HCMC chairman Le Hoang Quan unveiled the huge spending at a meeting with Han Myoung Sup, general director of Samsung Vietnam, and some senior representatives of Samsung in Vietnam in the city on January 21.


Han has been appointed to head all projects of Samsung in Vietnam, including the Samsung CE Complex (SECC) at SHTP, which was licensed last October.


According to Quan, the city government is urgently developing facilities on 70 hectares of land at SHTP planned for SECC, leveling the site and building roads so that Samsung can have cleared land on schedule. The budget for all these works is VND1 trillion, he said.


Han said at the meeting that Samsung has implemented many projects in Southeast Asia but the project in HCMC is important. Samsung is trying to put it into operation around this time next year.

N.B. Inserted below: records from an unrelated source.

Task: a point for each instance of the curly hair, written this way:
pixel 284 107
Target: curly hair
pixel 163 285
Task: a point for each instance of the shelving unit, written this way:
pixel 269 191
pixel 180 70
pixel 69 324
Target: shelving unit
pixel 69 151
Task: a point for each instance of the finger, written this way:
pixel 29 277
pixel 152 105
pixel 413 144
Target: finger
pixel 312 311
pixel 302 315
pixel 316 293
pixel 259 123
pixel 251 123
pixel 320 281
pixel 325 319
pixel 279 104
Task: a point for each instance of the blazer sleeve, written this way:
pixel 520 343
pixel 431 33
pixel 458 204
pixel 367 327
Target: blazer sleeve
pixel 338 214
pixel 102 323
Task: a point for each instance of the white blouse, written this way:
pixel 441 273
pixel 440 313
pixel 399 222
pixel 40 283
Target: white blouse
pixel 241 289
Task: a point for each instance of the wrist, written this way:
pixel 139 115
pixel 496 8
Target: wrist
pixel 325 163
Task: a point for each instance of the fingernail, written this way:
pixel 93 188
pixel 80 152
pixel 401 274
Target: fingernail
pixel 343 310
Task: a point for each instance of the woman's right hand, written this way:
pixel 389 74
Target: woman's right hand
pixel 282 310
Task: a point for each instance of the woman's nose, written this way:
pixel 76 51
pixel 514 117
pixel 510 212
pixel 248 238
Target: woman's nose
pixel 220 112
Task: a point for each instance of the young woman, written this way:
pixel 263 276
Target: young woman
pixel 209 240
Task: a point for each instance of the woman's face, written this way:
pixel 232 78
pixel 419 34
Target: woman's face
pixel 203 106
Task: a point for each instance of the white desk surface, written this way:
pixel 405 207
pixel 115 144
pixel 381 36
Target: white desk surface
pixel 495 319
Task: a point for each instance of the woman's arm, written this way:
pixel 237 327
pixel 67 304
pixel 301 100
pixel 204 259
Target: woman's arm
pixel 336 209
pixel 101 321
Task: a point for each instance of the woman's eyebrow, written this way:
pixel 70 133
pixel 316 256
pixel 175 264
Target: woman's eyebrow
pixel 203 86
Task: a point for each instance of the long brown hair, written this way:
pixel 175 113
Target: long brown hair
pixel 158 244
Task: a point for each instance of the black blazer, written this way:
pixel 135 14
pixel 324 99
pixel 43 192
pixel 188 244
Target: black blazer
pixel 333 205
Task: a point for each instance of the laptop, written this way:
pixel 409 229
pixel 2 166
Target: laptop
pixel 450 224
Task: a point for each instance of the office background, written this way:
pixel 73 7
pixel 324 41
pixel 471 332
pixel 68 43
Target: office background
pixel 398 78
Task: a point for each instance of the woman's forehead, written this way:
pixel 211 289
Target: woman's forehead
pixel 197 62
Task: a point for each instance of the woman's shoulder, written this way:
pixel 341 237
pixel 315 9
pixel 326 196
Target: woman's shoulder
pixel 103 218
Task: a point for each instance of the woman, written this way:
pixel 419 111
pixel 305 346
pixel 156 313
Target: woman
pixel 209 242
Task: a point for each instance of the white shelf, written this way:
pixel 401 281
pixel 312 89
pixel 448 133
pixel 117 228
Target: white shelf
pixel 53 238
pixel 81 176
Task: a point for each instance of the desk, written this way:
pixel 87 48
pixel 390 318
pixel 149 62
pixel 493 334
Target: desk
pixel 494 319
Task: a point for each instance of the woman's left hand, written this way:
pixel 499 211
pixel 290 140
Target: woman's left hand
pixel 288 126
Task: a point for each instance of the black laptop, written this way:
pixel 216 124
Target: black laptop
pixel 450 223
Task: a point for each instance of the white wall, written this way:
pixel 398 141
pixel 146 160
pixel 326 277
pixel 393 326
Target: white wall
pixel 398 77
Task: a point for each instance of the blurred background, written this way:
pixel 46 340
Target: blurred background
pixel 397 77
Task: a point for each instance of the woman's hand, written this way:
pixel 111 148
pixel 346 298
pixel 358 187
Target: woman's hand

The latest smart TVs will be turned out in the first phase of the project before the production of household electronic appliances.


Earlier, the authority of SHTP revealed that in addition to smart TVs, Samsung will manufacture air conditioners, refrigerators and washing machines, of which Samsung wants to boost local sales.


SECC will also have a research and development (R&D) center supporting the project.


The project, once completed, will be able to employ around 6,000 workers. According to Han, like other projects of Samsung, the group will invest in good facilities for its employers to work and live.


Under the initial plan, phase one of the project will be operation in the second quarter of next year. However, Quan hoped the project could produce the first curved screen TV on September 2 to mark Vietnam’s 70th National Day.


SECC is also the project with the biggest registered capital at SHTP, exceeding the US$1-billion project of Intel licensed in 2006.


HCMC expects Samsung’s project will help spur exports of the city, increase domestic production value in hi-tech goods exports and improve the skills of hi-tech manpower in the coming time.


Samsung currently has two electronics complexes worth billions of U.S. dollars in the northern provinces of Bac Ninh and Thai Nguyen. These complexes have created jobs for nearly 60,000 laborers and generated dozens of billions of dollars in export revenue.


Around 35% of Samsung cell phones available for purchase on global markets are manufactured and assembled at Samsung’s plants in Vietnam and the ratio will be raised to some 50% in the coming time.